Le décès, ce dimanche 29 août, du colonel Polydor Kasongo, commandant de la Légion Nationale d’Intervention (LENI, ex-PIR), par mauvaise manipulation de l’arme par son garde du corps, vient jeter une fois de plus le doute sur la qualité des hommes en uniforme que la RDC dispose dans sa police.

En effet, cet officier supérieur (Colonel full) de la police nationale Congolaise revenait de la messe, lorsqu’un embouteillage dû au mauvais stationnement des taxis-motos au niveau du saut-de-mouton de pompage a nécessité l’intervention de l’un de ses gardes du corps pour lui frayer un passage.

Habitués à l’anarchie et à la brutalité connues de tout kinois, ces motards vont opposer une résistance farouche au policier qui, pendant cette altercation, sera surpris par la détonation de son arme. Et c’est le tir en question qui atteindra mortellement le colonel à bord de sa jeep de commandement. Ce dernier succombera sur le coup.

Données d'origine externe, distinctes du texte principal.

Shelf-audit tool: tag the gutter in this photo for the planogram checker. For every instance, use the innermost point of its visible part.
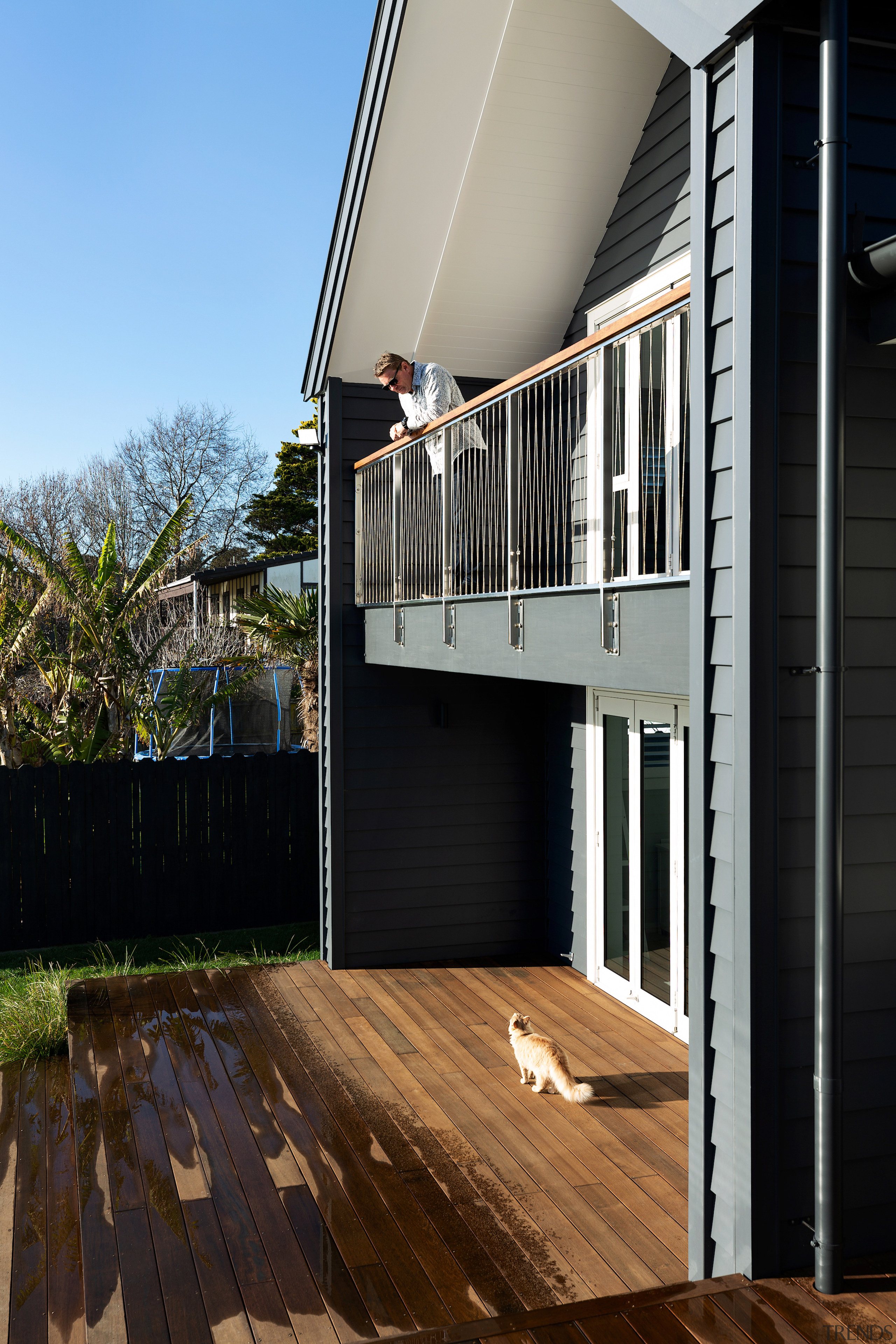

Si le policier, apprend-t-on, est aux arrêts, une question simple que les enquêteurs pourront poser d’une part, est celle de savoir : que faisait la balle dans la chambre de cette arme et pourquoi la sûreté était-elle ouverte, alors que visiblement, le colonel n’était pas en danger ? D’autre part, qu’en est-il de la formation, recyclage et entraînement des policiers RD congolais ?

C’est ici l’occasion de déplorer le manque de rigueur en ce qui concerne les critères de sélection pour le recrutement des policiers et des militaires. Car en effet, en Afrique subsaharienne et particulièrement en RDC, la police et l’armée semblent être des dépotoirs de tous les inciviques et enfants en rupture avec la scolarité. Dans la société congolaise où tout le monde connaît tout le monde, les chauffeurs des officiers ont été fait policiers, leurs personnels domestiques de même, leurs fils, filles, nièces, neveux etc. Les femmes et enfants sans formation remplacent des parents policiers décédés ou déclarés inaptes…telle est la réalité de beaucoup des policiers à qui sont dotées armes et uniformes.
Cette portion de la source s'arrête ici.